Die menschliche Gesellschaft soll in einer fortschreitenden Höherentwicklung die Würde und Freiheit des einzelnen Menschen gewährleisten
Dazu brauchts weder eine Religion, noch irgendwelche Rituale :whiskey:
 

agentP

Forenlegende
Registriert
10. April 2002
Beiträge
10.115
Wie prophetisch die Aussage danach: "You get shot by both sides. You get shot by the hard-minded atheists and you get shot by those who truely believe!"

ohne Religion gebe es keine Moral, keine Bildung, keine Kunst, Ungläubige seien grundsätzlich einsam, weil es keine anderen Gruppierungen gebe als Religionen

Ich dachte sinnentstellende Verkürzungen sind nach deiner Meinung völlig indiskutabel? Ich stelle fest du bist in deiner Haltung sehr viel lockerer, wenn du dich des Mittels bedienst, als wenn du betroffen bist. :-D
 

Telepathetic

Großmeister
Registriert
16. Oktober 2010
Beiträge
764
Ich bin ja der Meinung, dass ein guter Freundeskreis total ausreicht, um Bedürfnisse nach Verbindung, Ritual und Transzendenz zu befriedigen. Das Schöne an einem Freundeskreis ist, das er persönlicher ist. Rituale entstehen spontan und vergehen ebenso spontan wieder. Da braucht es keine Mitgliedsversammlungen, keine Abstimmungen. Gute Freunde ersparen den Seelsorger.

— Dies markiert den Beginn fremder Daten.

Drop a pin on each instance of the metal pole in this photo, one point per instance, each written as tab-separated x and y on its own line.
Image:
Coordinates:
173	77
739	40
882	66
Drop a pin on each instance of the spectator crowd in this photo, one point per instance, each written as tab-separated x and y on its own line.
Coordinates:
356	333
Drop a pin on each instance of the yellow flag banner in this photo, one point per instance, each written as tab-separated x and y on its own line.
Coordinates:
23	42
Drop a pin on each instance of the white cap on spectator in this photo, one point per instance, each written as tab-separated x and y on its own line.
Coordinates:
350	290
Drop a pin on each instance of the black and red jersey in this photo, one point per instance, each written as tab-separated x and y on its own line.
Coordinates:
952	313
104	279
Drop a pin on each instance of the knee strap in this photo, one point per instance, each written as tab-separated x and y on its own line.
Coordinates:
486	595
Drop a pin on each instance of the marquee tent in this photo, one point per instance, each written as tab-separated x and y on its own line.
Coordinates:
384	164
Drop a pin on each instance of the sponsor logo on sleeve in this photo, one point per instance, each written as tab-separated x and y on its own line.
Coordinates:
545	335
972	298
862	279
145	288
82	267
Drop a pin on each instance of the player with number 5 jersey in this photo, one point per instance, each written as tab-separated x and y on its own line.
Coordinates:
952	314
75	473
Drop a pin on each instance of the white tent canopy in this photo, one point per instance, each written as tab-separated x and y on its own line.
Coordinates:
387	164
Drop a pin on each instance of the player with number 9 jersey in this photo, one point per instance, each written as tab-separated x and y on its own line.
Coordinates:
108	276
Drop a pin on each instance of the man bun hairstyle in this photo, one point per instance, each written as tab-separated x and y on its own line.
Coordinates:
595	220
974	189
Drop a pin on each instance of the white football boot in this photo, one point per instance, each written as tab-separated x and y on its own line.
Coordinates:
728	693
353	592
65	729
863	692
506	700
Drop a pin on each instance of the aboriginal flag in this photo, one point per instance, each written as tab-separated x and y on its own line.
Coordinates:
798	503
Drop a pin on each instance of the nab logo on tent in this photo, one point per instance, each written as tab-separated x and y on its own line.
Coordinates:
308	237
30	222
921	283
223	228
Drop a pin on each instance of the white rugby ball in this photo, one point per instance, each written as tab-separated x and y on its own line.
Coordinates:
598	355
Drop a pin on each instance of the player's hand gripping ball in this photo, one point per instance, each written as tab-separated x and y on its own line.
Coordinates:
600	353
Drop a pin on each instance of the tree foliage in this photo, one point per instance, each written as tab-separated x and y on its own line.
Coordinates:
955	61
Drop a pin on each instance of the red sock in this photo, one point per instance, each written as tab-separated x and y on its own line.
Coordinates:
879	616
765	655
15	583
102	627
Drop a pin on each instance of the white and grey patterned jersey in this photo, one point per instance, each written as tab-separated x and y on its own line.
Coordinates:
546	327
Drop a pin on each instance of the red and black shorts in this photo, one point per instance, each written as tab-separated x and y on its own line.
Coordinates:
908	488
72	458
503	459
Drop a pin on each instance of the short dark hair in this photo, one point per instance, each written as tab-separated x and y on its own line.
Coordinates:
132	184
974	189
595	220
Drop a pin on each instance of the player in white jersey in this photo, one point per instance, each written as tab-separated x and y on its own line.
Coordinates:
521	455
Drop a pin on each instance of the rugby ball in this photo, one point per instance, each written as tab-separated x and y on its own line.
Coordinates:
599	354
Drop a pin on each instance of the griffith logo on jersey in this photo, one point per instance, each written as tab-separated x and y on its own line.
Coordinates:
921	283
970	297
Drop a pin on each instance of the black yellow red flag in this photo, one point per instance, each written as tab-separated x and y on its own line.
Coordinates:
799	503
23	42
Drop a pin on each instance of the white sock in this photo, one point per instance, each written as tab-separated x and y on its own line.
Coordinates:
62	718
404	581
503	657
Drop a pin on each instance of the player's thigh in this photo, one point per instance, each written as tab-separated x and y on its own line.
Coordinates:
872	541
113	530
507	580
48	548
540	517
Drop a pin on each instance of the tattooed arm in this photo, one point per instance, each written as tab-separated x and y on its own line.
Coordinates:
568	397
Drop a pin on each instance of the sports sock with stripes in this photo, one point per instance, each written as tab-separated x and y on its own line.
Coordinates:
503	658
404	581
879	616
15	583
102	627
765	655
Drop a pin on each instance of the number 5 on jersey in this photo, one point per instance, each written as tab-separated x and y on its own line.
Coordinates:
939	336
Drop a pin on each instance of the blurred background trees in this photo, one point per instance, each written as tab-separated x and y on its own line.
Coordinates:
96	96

Ich verstehe nicht, wie Alain de Botton darauf kommt, dass eine komplette Gruppe, deren einzige Gemeinsamkeit der Nicht-Glaube an einen Gott ist, in einer quasi-religiösen Organisation vereint werden müßte. Er gibt als einen Grund an, dass Ex-Christen gerne Weihnachtslieder singen. Geht er davon aus, dass Ex-Christen kein Weihnachten feiern können?
 

agentP

Forenlegende
Registriert
10. April 2002
Beiträge
10.115
Genau davon sagt er ja nix. Er behauptet ja überhaupt nicht, dass ohne Religion irgendwas nicht geht, er zählt nur auf worin Religion gut ist und wie man davon profitieren könnte. Das wird zum Beispiel an der Stelle deutlich, wo er dazu kommt, dass Atheisten alleine sind und dann als Gegenbeispiel die gigantischen Umsätze der katholischen Kirche anführt. Da geht es offensichtlich nicht um eine psychische Komponente von Einsamkeit, sondern um pragmatische Organisation.

Und ja, Freunde haben Rituale, Sportvereine haben welche und eben auch Religionen, etc. Innerhalb der Gruppe erfüllen solche Rituale eine bestimmte Funktion. Er plädiert als Atheist dafür, auch für die Gruppe von Atheisten sich von den Religionen Dinge abzukucken, die geeignet sind eine gemeinsame Identität zu stiften, etc.
Da kann man Bock drauf haben oder nicht.
Ihm aber aufgrund der Rede zu unterstellen, er würde behaupten das alles gäbe es nicht ohne Religion kann ich eigentlich nur auf Böswilligkeit, mangelnde Englischkenntnisse oder (atheistisch-)fundamentalistische Beissreflexe zurückführen.
 

Telepathetic

Großmeister
Registriert
16. Oktober 2010
Beiträge
764
Er spricht am Anfang seiner Rede davon, dass nur die religiöse Sichtweise den Menschen bessert. Deswegen kommt er auf die Idee, dass diejenigen, die die Religion verlassen haben, einen religiösen Rahmen bräuchten. Er meint, es bliebe einem Atheisten nur noch das Fernsehen. Früher meinten die Leute Literatur würde einen besser machen. Nachdem ich all das gehört hatte, ist in mir bereits der Widerwillen hochgekommen.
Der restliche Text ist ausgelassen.